She said witnesses have told her people, and sometimes children, have come to destroy what is there. Quite recently, volunteer gardeners learned 13 patio blocks were missing from the garden, after Easter weekend.

"Someone did suggest this gravel which works more like a concrete. So, we can put that down along both of the other ends of the pavers to continue that walkway and still have it as a hard surface for wheelchairs, bicycles and strollers," Hamilton said.

She said it is discouraging to tend the garden while some members of the community continue to disrespect it.

"I can't police it 24/7 to make sure someone doesn't steal more throughout the night," Hamilton said.

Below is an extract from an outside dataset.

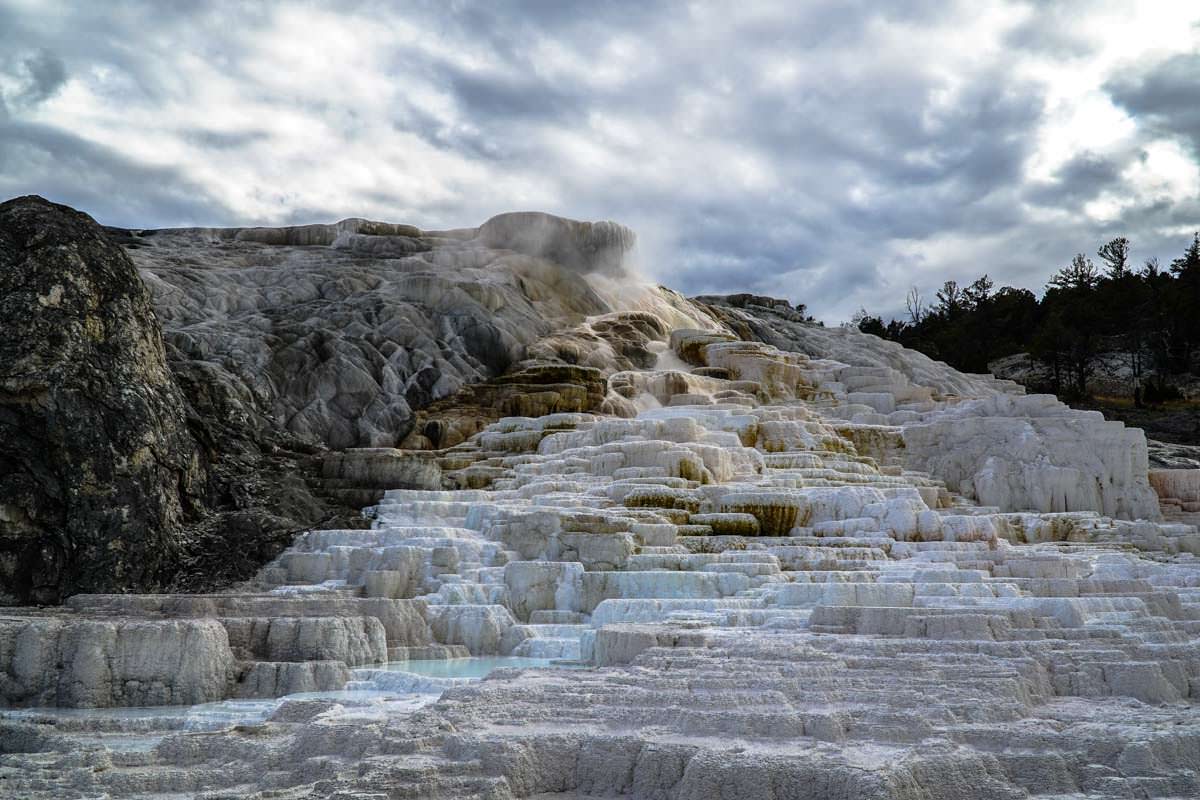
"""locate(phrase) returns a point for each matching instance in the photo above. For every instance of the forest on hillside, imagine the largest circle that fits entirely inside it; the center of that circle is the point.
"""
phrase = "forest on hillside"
(1097, 319)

Moving forward, Hamilton hopes to collaborate with local non-profits to whip it up in tip-top-shape, while sending a message that only good grows here.

"Regroup and see what else we can do, and still make it a desirable place to spend time in but also not desirable items to steal. We might have to look into securing things down a little better," she said.

After the Zoom interview, Hamilton shared with Kassahun this statement to remind community members the purpose of the garden:

"We have worked very hard to bring this to our community and provide fresh food to a neighborhood without a grocery store. We hope that you'll come to appreciate that and begin to come by for our events and to enjoy the crops. Let's work together to bring Riverside up and not tear it down!"